Sunday, November 4, 2012

A 19th Century photograph of the American Landscape

Here is an painting called 'The Oregon Trail' which was painted by Albert Bierstadt in 1869. 
Albert Bierstadt travelled west to find inspiration in his work. He accompanied a party into surveying a new waggon route. They were also charged with negotiating with the Native Americans as the new route would affect them. 

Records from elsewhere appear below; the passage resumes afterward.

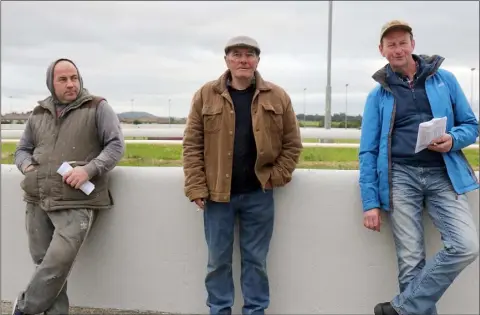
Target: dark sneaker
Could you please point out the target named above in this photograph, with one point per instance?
(384, 309)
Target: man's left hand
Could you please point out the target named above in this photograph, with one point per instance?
(442, 144)
(76, 177)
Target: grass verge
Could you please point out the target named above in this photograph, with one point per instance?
(171, 155)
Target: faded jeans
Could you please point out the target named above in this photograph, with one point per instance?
(423, 282)
(255, 212)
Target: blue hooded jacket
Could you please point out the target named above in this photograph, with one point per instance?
(446, 99)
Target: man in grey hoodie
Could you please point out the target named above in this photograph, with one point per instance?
(70, 126)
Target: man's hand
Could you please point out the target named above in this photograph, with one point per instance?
(442, 144)
(372, 219)
(29, 168)
(200, 203)
(76, 177)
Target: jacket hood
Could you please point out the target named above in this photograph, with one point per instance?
(431, 62)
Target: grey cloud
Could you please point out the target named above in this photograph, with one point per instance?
(169, 49)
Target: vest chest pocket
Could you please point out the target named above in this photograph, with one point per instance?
(212, 118)
(273, 116)
(29, 183)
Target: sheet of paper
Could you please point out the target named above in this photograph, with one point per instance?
(87, 187)
(428, 131)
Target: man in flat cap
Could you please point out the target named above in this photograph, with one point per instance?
(241, 141)
(394, 177)
(72, 126)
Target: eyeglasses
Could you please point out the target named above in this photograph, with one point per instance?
(249, 55)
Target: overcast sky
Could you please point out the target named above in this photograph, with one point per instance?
(155, 51)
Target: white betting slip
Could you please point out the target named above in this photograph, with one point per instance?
(87, 187)
(428, 131)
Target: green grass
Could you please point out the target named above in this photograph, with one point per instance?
(171, 155)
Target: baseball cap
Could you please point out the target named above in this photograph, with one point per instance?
(394, 24)
(242, 41)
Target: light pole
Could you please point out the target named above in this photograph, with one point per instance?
(304, 107)
(346, 104)
(328, 95)
(471, 87)
(169, 116)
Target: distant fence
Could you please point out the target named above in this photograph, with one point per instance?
(176, 133)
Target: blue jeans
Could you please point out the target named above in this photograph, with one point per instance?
(255, 213)
(423, 282)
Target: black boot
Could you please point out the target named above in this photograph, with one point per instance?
(384, 309)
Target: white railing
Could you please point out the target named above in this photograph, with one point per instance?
(177, 133)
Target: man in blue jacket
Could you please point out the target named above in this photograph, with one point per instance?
(413, 89)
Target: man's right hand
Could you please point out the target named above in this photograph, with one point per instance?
(29, 168)
(200, 203)
(372, 219)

In the background very faintly you can see Native Americans in there natural habitat. I believe that this picture was painted to show the 'amazing scenes' and natural beauty of west and encourage people to travel west and encourage western expansion. We can see this in the emphasis and the over exaggeration in the mountains and how much detail we can see in them, also in the detail in the trees makes the place even more appealing to settle there however the fact that Bierstadt has also painted the Natives in background could also show and portray a sense of danger to others, I also think that the natives were painted faintly in the background to show how the natives are slowly fading away and show the power and development of the people and other settlements around them.
On another note, at the bottom of the painting shows live animals grazing the land which look healthy and fat which again portrays the area full of food. Also in the painting we can see bones and a broken strove which can show previous unlucky travellers. 
Finally the picture, I think looks stereotypical of emigrating frontiersman, though as the artist said he was there, it is hard to question the painting but there has been some questioning of the authenticity of the panting as we can see wagons being used when in 1869 the transcontinental rail road was completed.